私たちの意識には潜在意識(自覚できない無意識)と顕在意識(自覚できる意識)があってその割合は90対10と言われています。私たちが日常的に自覚できるのは、顕在意識である10%の部分で、ほとんどの部分は90%の潜在意識が行っています。人間の生命活動に関わるすべてのことは、この90%の潜在意識によってなされています。例えば、私たちは心臓や腸などの臓器を意識的に動かくすことはできません。つまりこの90%の潜在意識がとても注目すべき重要な部分だと気付かされます。建築にとって最も大切にすべき「人間に共通する居心地の良さ」を知るためには、自覚できる10%の顕在意識ではなく無自覚の90%の潜在意識を観察することが大切です。なぜなら潜在意識の中には、人類が誕生したときからの膨大な記憶が入っているからです。
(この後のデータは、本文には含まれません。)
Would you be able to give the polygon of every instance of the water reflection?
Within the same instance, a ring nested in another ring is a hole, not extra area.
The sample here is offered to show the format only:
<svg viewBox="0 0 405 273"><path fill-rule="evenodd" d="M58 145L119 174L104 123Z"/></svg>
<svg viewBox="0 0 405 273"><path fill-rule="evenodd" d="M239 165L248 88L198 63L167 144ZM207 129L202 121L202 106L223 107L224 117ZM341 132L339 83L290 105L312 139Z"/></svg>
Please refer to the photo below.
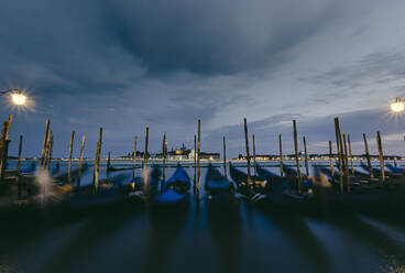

人間に共通する普遍的な意識とは、潜在意識の中にあり、それは人の無意識の行動として表れてきます。

Ⅲ、エネルギーの共振共鳴

物理学者、アインシュタインの有名な式にE=mc²があります。この式のEはエネルギー、mは質量、cは光速を表しています。概念的に捉えると物質は、すべてエネルギーに変換できることを表しています。私たちの身の回りにある鉱物、植物や動物、すべての物質はエネルギー体だと理解できます。一見静止している物もすべてエネルギー体なので、ミクロの世界をのぞいてみると素粒子が運動しています。ミクロの世界であれ、マクロの世界であれ、すべてはトーラス状のエネルギー体がありその物質同士は目には見えませんが波のように共振共鳴を起こしています。共振共鳴を起こした結果、人の深い部分にある潜在意識に反映されていきます。宇宙や幾何学、哲学、心理学、量子力学などを知ることで自然や宇宙の法則、万物の理論、人間の起源や意識、生命エネルギーという人間の本質を知ることができます。これからは、五感までで感じられる顕在意識の領域そしてその先にある第六感、第七感と言われるエネルギーの領域それらを含めた次元を人間の本質、世界の本質と捉えることが、最も大切なことだと思っています。